Alternatively, this veggie prominent diet tends to focus on improving overall health, by increasing nutrient density in the diet and in turn, sourcing the very best means of protein. The whole ideaology behind the flexitarian lifestyle can be found within the China Study. This comprehensive research states that there is a direct correlation between the decline in human health and the consumption of animal proteins.

So what does this mean for you, the food service professional, your audience and restaurateurs everywhere? If you haven’t already, it’s time to learn how to add plant protein to your menu, and we are here to help.

What was once the last food left on the plate in childhood is now one of the most prominent sources of vegetable protein on the market today.

Plant Protein Sources

When it comes to meat alternatives, there are a plethora of options from which to choose from. Protein-rich sources of plant protein can include, but are not limited to:


TVP (textured vegetable protein)

Black beans




Nuts and nut butters


Brown Rice


Green Peas

The list goes on and on. Matter of fact, over the years, the food manufacturer has ridden the wave of vegetarian and vegan protein sources in an attempt to serve those following this plant-forward trend. As a result, brands such as “Beyond Meat” have emerged with meatless offerings that look like, cook like and eat like their animal based counterparts. Not only can these meat alternatives give the experience of consuming an actual animal sourced protein, they also share the amino acid profile.

Quick Nutrition Science Lesson

There are 9 essential amino acids that are responsible for repairing muscle tissue and other protein based tissues within the body. These are: histidine, isoleucine, leucine, lysine, methionine, phenylalanine, threonine, tryptophan, and valine. Typically, plant proteins are not “complete”, meaning they lack all 9 of the essential amino acids and must be combined with other foods in order to complete the chain. (The 2 plant proteins that are an exception to this rule are soybeans and quinoa. ) Back to our article.

Easy Meat-free Swaps for Existing Menu Items

That being said, meat alternative brands such as Beyond Meat, have taken that burden of combining plant proteins and completing amino acid chain profiles off of the shoulders of the restaurateur. This means, it’s a heck of a lot easier to update your restaurant menu with delicious plant proteins. Winner winner meat-alternative dinner.

With this in mind, it only takes a few quick swaps and a nifty nutrition calculator and you are well on your way to changing your existing recipes to suit your ever growing Flexitarian audience. Yes, existing recipes. Same delicious outcome, half the work. Let’s take a look.

1. Serving up a burger? Simply trade your traditional 1/4lb beef patty for a 4 oz Beyond Meat patty.

2. Swap shredded, marinated jackfruit or seitan for pulled pork or chicken in sandwiches and even nachos.

3. Season and break up tempeh into spaghetti sauces and chili recipes in place of ground beef. Tempeh has a dense bite and absorbs flavor easily.

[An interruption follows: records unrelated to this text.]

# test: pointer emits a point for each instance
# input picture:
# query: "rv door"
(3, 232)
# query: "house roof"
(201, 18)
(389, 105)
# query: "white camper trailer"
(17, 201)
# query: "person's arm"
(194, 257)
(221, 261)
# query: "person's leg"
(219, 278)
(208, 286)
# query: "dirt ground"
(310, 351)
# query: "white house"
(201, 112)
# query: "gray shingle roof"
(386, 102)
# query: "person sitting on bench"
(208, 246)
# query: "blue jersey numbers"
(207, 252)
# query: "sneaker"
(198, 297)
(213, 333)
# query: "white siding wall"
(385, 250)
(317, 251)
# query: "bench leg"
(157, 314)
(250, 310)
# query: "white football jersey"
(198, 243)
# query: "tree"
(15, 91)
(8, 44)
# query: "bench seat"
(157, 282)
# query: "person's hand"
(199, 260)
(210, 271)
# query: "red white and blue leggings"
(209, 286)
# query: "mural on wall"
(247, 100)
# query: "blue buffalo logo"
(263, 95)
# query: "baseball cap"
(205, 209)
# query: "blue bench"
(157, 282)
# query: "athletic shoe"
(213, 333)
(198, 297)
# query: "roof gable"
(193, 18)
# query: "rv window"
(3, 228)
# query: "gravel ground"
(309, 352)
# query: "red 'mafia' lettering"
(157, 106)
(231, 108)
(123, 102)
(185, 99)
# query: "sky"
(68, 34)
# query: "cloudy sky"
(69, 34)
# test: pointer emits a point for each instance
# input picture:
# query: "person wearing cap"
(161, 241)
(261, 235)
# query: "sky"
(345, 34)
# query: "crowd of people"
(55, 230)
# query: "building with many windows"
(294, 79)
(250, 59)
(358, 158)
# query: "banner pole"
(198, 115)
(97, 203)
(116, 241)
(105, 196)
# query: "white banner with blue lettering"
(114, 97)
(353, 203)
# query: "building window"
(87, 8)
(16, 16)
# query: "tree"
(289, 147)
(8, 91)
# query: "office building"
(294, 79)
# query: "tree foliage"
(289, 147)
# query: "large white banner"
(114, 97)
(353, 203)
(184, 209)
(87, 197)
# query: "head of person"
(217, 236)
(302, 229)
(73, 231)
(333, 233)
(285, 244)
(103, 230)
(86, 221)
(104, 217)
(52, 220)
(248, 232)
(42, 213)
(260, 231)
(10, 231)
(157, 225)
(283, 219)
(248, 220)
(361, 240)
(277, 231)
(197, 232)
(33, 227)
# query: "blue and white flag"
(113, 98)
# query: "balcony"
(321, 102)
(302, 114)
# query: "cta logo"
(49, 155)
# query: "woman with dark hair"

4. Trade bleached all purpose flour for whole grain wheat and quinoa flours in breakfast recipes such as pancakes and belgian waffles.

5. Offer greek style dairy-free yogurt and fruit as a sweet substitute for syrup.

6. Use pea-protein based milk in fruit smoothies in place of dairy or lower protein nut milks

7. Want to try your hand at desserts? Black beans can be blended into brownie batter for a very moist profile which increases protein value and reduces net carbohydrate count. Double whammy. Swirl in some nut butter for added creaminess and additional protein content.

When it comes to appealing to your increasingly plant-forward consumer base, it’s not always about working harder, just smarter. Incorporating these easy swaps can provide a variety of plant based options for even the most discriminating flexitarian palate.